EXPLORING LIFE, DEATH AND ACHIEVEMENTS IN MEDIEVAL TIMES What were the consequences (impacts) of the Black Death?
1. Population decline: Overall estimates for the number of people killed in Europe by the Black Death vary from about 30 per cent to 60 per cent of the population of Europe. Many villages were deserted. It took almost 150 years before the population of Europe was back to the levels that existed before the Black Death.
2. Shortage of labour: There was a shortage of labour because so many peasants and labourers in the towns and cities died. Those who survived demanded higher wages.
3. Shortage of tenants: There was a shortage of peasants to rent land so rents were reduced to attract tenants and some land lay in waste. Some tenants were able to increase the size of the farms they rented.

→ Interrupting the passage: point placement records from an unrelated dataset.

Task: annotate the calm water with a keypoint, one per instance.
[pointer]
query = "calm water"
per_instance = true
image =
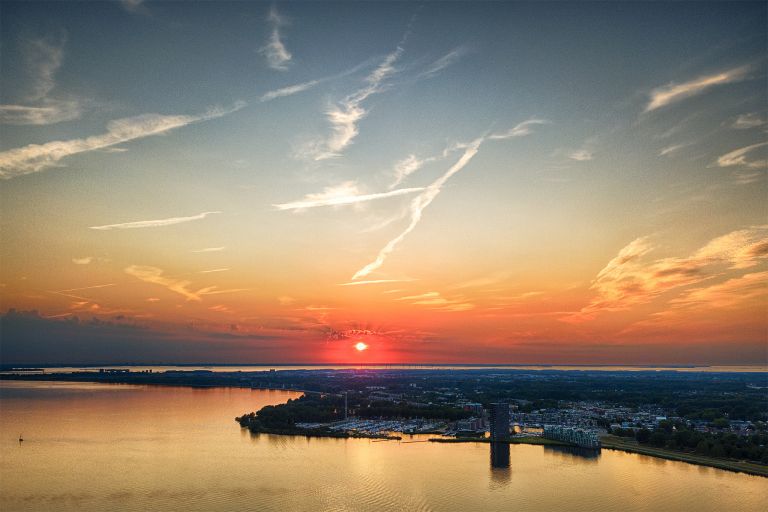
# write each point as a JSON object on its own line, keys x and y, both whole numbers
{"x": 121, "y": 447}
{"x": 262, "y": 368}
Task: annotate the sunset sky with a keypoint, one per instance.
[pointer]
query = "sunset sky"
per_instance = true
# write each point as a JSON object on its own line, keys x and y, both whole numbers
{"x": 444, "y": 182}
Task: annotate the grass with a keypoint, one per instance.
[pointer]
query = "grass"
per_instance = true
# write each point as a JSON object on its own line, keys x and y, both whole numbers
{"x": 632, "y": 446}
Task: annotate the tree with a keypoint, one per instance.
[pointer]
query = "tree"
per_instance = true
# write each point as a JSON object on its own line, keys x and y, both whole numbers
{"x": 643, "y": 435}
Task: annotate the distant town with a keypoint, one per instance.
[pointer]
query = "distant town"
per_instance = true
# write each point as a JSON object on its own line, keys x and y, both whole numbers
{"x": 717, "y": 419}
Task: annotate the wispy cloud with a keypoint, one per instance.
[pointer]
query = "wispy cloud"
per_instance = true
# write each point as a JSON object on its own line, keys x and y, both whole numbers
{"x": 44, "y": 57}
{"x": 37, "y": 157}
{"x": 133, "y": 5}
{"x": 417, "y": 206}
{"x": 436, "y": 301}
{"x": 278, "y": 56}
{"x": 726, "y": 294}
{"x": 376, "y": 281}
{"x": 408, "y": 166}
{"x": 672, "y": 93}
{"x": 425, "y": 197}
{"x": 581, "y": 155}
{"x": 747, "y": 121}
{"x": 345, "y": 193}
{"x": 96, "y": 286}
{"x": 153, "y": 223}
{"x": 443, "y": 62}
{"x": 51, "y": 112}
{"x": 631, "y": 279}
{"x": 155, "y": 275}
{"x": 345, "y": 115}
{"x": 521, "y": 130}
{"x": 288, "y": 91}
{"x": 738, "y": 157}
{"x": 674, "y": 148}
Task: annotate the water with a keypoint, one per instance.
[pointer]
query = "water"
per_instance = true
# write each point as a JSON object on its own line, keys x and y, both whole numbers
{"x": 263, "y": 368}
{"x": 123, "y": 447}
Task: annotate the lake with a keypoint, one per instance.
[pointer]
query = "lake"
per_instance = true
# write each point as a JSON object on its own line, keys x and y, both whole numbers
{"x": 94, "y": 446}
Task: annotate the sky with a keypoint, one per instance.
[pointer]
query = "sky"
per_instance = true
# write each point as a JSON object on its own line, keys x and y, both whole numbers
{"x": 457, "y": 182}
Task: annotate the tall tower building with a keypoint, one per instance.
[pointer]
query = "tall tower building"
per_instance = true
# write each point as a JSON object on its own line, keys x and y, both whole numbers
{"x": 499, "y": 422}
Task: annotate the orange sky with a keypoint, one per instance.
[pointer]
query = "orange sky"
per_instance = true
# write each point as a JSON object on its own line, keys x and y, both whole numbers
{"x": 454, "y": 188}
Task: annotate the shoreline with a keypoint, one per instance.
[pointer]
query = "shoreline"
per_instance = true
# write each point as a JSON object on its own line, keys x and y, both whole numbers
{"x": 616, "y": 443}
{"x": 531, "y": 440}
{"x": 609, "y": 442}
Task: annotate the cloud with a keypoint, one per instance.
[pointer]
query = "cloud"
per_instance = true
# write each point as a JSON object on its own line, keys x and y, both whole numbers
{"x": 278, "y": 56}
{"x": 581, "y": 155}
{"x": 630, "y": 279}
{"x": 739, "y": 157}
{"x": 153, "y": 223}
{"x": 747, "y": 121}
{"x": 521, "y": 130}
{"x": 443, "y": 62}
{"x": 345, "y": 193}
{"x": 743, "y": 248}
{"x": 408, "y": 166}
{"x": 51, "y": 112}
{"x": 428, "y": 194}
{"x": 747, "y": 178}
{"x": 727, "y": 294}
{"x": 345, "y": 115}
{"x": 69, "y": 290}
{"x": 44, "y": 57}
{"x": 437, "y": 301}
{"x": 288, "y": 91}
{"x": 674, "y": 148}
{"x": 155, "y": 276}
{"x": 181, "y": 286}
{"x": 133, "y": 5}
{"x": 37, "y": 157}
{"x": 672, "y": 93}
{"x": 376, "y": 281}
{"x": 417, "y": 206}
{"x": 210, "y": 249}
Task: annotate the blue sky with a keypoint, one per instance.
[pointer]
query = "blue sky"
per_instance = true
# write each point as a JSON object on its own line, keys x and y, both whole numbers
{"x": 441, "y": 171}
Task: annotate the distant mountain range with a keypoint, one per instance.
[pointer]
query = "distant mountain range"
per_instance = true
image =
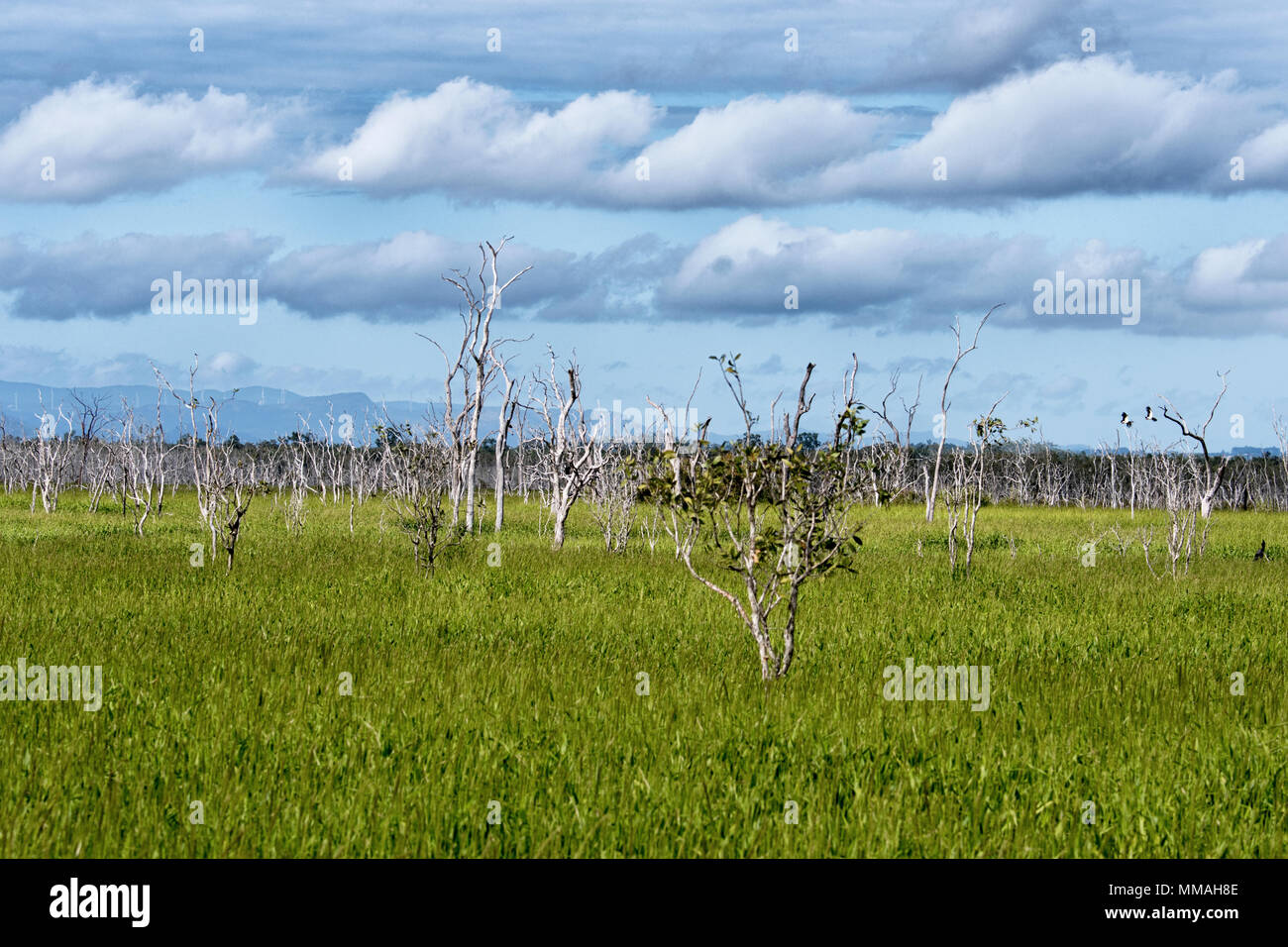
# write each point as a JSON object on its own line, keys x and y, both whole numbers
{"x": 267, "y": 414}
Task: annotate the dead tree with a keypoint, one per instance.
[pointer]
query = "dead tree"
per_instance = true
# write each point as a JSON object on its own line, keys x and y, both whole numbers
{"x": 944, "y": 405}
{"x": 1211, "y": 478}
{"x": 473, "y": 368}
{"x": 571, "y": 457}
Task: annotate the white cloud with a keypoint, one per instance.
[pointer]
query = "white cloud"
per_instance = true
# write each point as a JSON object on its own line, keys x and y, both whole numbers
{"x": 480, "y": 142}
{"x": 106, "y": 138}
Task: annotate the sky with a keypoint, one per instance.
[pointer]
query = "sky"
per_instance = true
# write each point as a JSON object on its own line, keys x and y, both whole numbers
{"x": 677, "y": 175}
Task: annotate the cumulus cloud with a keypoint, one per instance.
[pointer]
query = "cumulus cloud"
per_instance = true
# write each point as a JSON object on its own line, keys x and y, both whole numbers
{"x": 1074, "y": 127}
{"x": 480, "y": 142}
{"x": 104, "y": 138}
{"x": 399, "y": 278}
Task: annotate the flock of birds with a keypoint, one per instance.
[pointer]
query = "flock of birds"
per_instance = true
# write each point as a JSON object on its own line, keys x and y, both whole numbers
{"x": 1260, "y": 556}
{"x": 1149, "y": 416}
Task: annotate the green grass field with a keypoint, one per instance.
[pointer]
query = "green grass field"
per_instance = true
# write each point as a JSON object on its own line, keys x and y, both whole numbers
{"x": 516, "y": 684}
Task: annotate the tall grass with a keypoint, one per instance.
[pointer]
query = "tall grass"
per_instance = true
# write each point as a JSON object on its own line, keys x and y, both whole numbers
{"x": 516, "y": 684}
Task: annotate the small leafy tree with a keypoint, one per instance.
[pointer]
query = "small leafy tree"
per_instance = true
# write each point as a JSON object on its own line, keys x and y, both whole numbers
{"x": 780, "y": 517}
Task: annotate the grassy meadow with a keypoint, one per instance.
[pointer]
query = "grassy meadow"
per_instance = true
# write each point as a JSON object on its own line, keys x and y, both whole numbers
{"x": 516, "y": 684}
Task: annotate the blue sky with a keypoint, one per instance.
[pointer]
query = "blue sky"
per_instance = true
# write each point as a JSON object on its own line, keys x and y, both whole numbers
{"x": 767, "y": 169}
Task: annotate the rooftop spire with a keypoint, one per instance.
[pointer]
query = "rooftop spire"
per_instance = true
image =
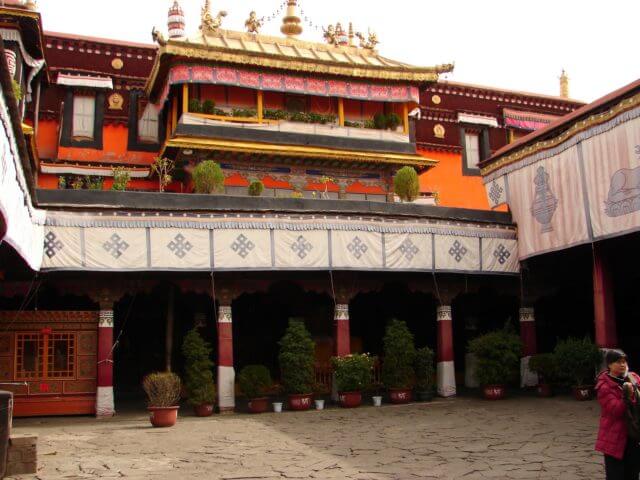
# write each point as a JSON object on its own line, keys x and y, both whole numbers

4. Uprisings: The changes caused by the Black Death contributed to uprisings in some places. In France, La Jacquerie (peasants) revolted in 1358 and there was the Peasants’ Revolt in England in 1381.
5. Rise of Anti-Semitism: In some places, Jews were blamed for causing the plague and this led to massacres of Jews.
In the matter of this plague the Jews throughout the world were reviled (hated) and accused in all lands of having caused it through the poison which they are said to have put into the water and the wells. … Thereupon they burnt the Jews in many towns … On Saturday – that was St Valentine’s Day – they burnt the Jews [in Strasbourg] on a wooden platform in their cemetery. There were about two thousand people of them.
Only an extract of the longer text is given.